Jarrett: “The FBI and the CIA and many in the intelligence community are all aligned to spy and lie in order to remove President Trump”

Fox legal analyst Gregg Jarrett says “abuse of power” is not impeachable because it’s “not anywhere in the Constitution”

Audio file

Citation From the October 7 edition of Premiere Radio Networks' The Sean Hannity Show

GREGG JARRETT: It was appropriate for the president to ask Ukraine to look into any potentially corrupt acts by a high ranking public official, involving the Ukrainian company. 

If Joe Biden's intent was to protect or benefit his son by threatening to withhold billion dollars, that's taxpayer money, in order to force the firing of a Ukrainian prosecutor who happened to be investigating the very company that his son, Hunter Biden, was working for -- this would constitute a violation of the Foreign Corrupt Practices Act.

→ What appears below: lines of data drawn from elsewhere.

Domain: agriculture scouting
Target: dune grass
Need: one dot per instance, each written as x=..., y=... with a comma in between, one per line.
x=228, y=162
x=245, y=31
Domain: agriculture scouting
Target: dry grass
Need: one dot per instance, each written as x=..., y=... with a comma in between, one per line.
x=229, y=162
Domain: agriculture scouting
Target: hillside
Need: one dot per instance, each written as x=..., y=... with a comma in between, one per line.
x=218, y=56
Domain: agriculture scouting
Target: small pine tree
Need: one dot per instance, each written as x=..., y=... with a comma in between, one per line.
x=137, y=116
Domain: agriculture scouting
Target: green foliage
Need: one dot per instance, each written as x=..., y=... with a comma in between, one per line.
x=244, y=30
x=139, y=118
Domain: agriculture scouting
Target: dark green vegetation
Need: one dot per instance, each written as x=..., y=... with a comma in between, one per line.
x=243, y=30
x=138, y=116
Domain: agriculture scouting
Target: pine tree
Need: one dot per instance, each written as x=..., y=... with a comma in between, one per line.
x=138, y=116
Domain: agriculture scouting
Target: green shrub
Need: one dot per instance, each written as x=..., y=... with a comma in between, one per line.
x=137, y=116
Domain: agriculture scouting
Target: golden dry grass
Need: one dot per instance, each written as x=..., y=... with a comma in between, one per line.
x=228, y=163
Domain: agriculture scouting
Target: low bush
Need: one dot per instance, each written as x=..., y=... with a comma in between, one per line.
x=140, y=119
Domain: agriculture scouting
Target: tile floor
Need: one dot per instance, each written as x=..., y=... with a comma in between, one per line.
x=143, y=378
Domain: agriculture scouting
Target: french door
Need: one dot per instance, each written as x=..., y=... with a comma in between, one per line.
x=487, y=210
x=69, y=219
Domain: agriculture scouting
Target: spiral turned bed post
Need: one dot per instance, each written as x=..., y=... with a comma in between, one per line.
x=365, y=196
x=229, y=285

It would be extortion, bribery, honest services fraud, and Biden is not exempt from adhering to those laws just because he's running for president. 

The president was exercising a proper use of executive power, not abusing it, and it's Nancy Pelosi and Shifty Schiff who are abusing the power of impeachment in this, their latest witch hunt.

...

SEAN HANNITY (HOST): First thing I'm thinking is how many people are spying on the president? How many people within the intelligence community have been weaponized to destroy the president, because they don't like the outcome of an election, and they don't like that they were beaten in the battle with the special counsel, because there was nothing there? So now, they're just going to leak and leak until they get the smoking gun leak that they want?

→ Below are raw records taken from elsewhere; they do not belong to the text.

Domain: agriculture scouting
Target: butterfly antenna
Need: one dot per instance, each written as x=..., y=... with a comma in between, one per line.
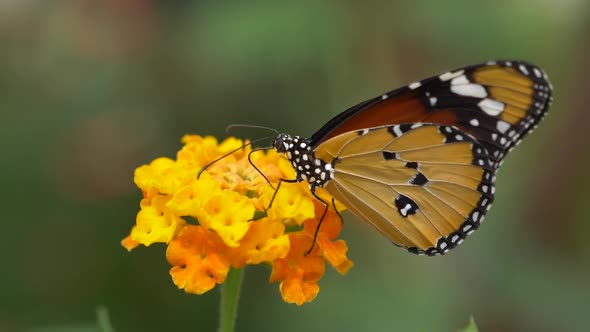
x=204, y=168
x=239, y=125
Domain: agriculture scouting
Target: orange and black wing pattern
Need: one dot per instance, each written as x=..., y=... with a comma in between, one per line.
x=497, y=103
x=424, y=186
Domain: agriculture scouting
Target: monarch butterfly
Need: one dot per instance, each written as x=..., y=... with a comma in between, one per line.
x=419, y=163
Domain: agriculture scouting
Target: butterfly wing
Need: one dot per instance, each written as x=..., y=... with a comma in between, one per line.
x=498, y=103
x=424, y=186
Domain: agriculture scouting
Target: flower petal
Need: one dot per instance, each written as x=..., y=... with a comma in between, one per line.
x=198, y=260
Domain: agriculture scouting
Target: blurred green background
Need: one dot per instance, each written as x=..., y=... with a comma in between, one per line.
x=92, y=89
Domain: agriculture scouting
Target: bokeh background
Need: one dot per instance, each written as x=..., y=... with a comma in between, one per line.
x=91, y=89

JARRETT: Yeah, and the FBI and the CIA and many in the intelligence community are all aligned to spy and lie in order to remove President Trump. And, you know, the -- the House knows that the president's telephone call was perfectly legal and acceptable and proper. It doesn't fall under the reading of high crimes and misdemeanors. So, what are they doing? 

They are conjuring up this amorphous concept called abuse of power -- “Oh, it was an abuse of power." The problem with that -- it's not anywhere in the Constitution. There's no fixed meaning that everybody agrees upon.